4. Comparison of Non-comparable Objects

python
# Wrong: May fail if objects can't be compared
heapq.heappush(heap, (priority, object))

# Right: Add tiebreaker
heapq.heappush(heap, (priority, unique_id, object))

5. Two-Heap Balance

python
# Always rebalance after each operation
if len(small) > len(large) + 1:
    move_from_small_to_large()
elif len(large) > len(small) + 1:
    move_from_large_to_small()

Advanced Considerations

1. Lazy Deletion

For sliding window problems where elements need to be removed:

python
# Mark for deletion instead of immediate removal
removed = set()
while heap and heap[0] in removed:
    heapq.heappop(heap)

2. Heap with TTL (Time-to-Live)

python
# Include timestamps for automatic expiration
import time
current_time = time.time()
heapq.heappush(heap, (priority, current_time + ttl, data))

3. Thread Safety

python
# For concurrent access
import threading
import heapq

class ThreadSafeHeap:
    def __init__(self):
        self.heap = []
        self.lock = threading.Lock()
    
    def push(self, item):
        with self.lock:
            heapq.heappush(self.heap, item)
    
    def pop(self):
        with self.lock:
            return heapq.heappop(self.heap) if self.heap else None

Interview Strategy

  1. Pattern Recognition: Look for keywords like "top K", "merge", "median", "schedule", "shortest path"

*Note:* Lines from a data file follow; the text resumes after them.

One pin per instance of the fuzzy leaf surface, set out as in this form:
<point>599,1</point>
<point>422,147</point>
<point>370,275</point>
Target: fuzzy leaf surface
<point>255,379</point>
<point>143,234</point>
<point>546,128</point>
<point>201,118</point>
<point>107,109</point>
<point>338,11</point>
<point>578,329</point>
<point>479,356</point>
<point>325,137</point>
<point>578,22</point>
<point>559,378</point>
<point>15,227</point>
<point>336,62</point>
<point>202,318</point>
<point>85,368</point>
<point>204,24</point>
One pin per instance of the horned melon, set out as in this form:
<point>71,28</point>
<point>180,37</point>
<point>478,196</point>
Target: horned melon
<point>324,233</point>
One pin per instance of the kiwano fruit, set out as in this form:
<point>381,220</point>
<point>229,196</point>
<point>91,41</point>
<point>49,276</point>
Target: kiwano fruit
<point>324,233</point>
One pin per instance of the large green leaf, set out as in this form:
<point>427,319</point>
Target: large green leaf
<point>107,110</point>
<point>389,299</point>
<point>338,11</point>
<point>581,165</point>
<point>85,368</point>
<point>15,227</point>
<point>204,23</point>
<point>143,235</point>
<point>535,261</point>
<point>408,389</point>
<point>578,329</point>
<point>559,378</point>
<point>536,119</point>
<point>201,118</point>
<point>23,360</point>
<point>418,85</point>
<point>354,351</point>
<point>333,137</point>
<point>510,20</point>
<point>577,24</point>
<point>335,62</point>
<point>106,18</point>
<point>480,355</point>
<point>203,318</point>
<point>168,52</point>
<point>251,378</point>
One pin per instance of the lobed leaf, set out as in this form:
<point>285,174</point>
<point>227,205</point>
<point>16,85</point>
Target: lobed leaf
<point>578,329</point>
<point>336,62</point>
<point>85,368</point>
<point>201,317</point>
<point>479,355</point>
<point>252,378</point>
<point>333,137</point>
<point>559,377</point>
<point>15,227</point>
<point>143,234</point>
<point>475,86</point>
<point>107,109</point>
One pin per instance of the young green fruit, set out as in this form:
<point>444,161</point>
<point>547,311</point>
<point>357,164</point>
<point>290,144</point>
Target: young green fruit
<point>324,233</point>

  2. Ask Clarifying Questions:

    • Is K fixed or variable?
    • Do we need to handle streaming data?
    • Are there memory constraints?
    • What are the tie-breaking rules?
  3. Choose Optimal Approach:

    • Small K: Min/max-heap of size K
    • Large K: Different algorithm might be better
    • Streaming: Heap is often ideal
    • Static data: Consider if sorting once is better
  4. Implementation Tips:

    • Start with basic heap operations
    • Handle edge cases (empty heap, ties)
    • Consider space optimization for large datasets
    • Use appropriate comparison for custom objects
  5. Common Follow-ups:

    • How would you handle updates/deletions?
    • What if data doesn't fit in memory?
    • How would you make it thread-safe?
    • Can you optimize for the specific K value?

The heap/priority queue pattern is powerful and appears frequently in interviews. Master these core templates and decision frameworks to tackle a wide variety of optimization problems efficiently.